Suggested citation for this article: Hurtado M, Spinner JR, Yang M, Evensen C, Windham A, Ortiz G, et al. Knowledge and Behavioral Effects in Cardiovascular Health: Community Health Worker Health Disparities Initiative, 2007–2010. Prev Chronic Dis 2014;11:130250. DOI: http://dx.doi.org/10.5888/pcd11.130250External Web Site Icon.
PEER REVIVEWED

Abstract

Introduction
Cardiovascular disease is the leading cause of death in the United States, and disparities in cardiovascular health exist among African Americans, American Indians, Hispanics, and Filipinos. The Community Health Worker Health Disparities Initiative of the National Heart, Lung, and Blood Institute (NHLBI) includes culturally tailored curricula taught by community health workers (CHWs) to improve knowledge and heart-healthy behaviors in these racial/ethnic groups.
Methods
We used data from 1,004 community participants in a 10-session curriculum taught by CHWs at 15 sites to evaluate the NHLBI’s health disparities initiative by using a 1-group pretest–posttest design. The curriculum addressed identification and management of cardiovascular disease risk factors. We used linear mixed effects and generalized linear mixed effects models to examine results.
Results
Average participant age was 48; 75% were female, 50% were Hispanic, 35% were African American, 8% were Filipino, and 7% were American Indian. Twenty-three percent reported a history of diabetes, and 37% reported a family history of heart disease. Correct pretest to posttest knowledge scores increased from 48% to 74% for heart healthy knowledge. The percentage of participants at the action or maintenance stage of behavior change increased from 41% to 85%.
Conclusion
Using the CHW model to implement community education with culturally tailored curricula may improve heart health knowledge and behaviors among minorities.
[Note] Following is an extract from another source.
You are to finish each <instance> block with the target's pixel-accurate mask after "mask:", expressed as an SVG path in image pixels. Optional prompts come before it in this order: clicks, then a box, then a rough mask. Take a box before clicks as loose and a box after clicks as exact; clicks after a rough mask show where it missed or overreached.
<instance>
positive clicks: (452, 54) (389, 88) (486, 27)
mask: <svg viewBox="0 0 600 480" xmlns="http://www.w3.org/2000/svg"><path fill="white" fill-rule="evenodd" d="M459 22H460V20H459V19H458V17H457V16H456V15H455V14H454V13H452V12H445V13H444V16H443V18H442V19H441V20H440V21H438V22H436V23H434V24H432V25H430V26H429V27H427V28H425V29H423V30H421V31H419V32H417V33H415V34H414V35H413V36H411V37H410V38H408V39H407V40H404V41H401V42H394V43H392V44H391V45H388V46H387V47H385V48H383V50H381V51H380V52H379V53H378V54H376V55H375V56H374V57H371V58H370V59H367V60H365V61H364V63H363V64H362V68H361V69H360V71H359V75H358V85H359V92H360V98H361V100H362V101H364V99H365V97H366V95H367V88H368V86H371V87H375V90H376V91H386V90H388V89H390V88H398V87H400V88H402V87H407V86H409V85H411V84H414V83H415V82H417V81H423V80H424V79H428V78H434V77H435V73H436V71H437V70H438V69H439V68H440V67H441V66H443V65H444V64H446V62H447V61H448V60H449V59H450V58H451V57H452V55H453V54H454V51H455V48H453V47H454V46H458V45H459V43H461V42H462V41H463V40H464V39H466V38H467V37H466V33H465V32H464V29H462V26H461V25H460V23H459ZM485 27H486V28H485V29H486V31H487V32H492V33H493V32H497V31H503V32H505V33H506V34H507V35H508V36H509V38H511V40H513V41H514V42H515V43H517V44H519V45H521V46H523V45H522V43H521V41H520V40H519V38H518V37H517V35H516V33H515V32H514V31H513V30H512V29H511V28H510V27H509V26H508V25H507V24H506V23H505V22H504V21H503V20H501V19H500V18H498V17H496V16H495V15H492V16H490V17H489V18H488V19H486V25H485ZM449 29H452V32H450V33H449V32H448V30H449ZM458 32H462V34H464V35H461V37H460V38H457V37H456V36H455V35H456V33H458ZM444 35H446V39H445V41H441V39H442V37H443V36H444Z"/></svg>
Further studies should examine the influence of such programs on clinical risk factors for cardiovascular disease.

Author Information

Corresponding Author: Jovonni R. Spinner, MPH, National Institutes of Health, National Heart, Lung, and Blood Institute, 31 Center Dr, MSC 2480, Room 4A29D, Bethesda, MD 20892. Telephone: 301-496-1051. E-mail: Jovonni.spinner@nih.gov.
Author Affiliations: Margarita Hurtado, Manshu Yang, Christian Evensen, Amy Windham, American Institutes for Research, Washington, DC; Gloria Ortiz, Rachael Tracy, Edward Donnell Ivy, National Institutes of Health, Bethesda, Maryland.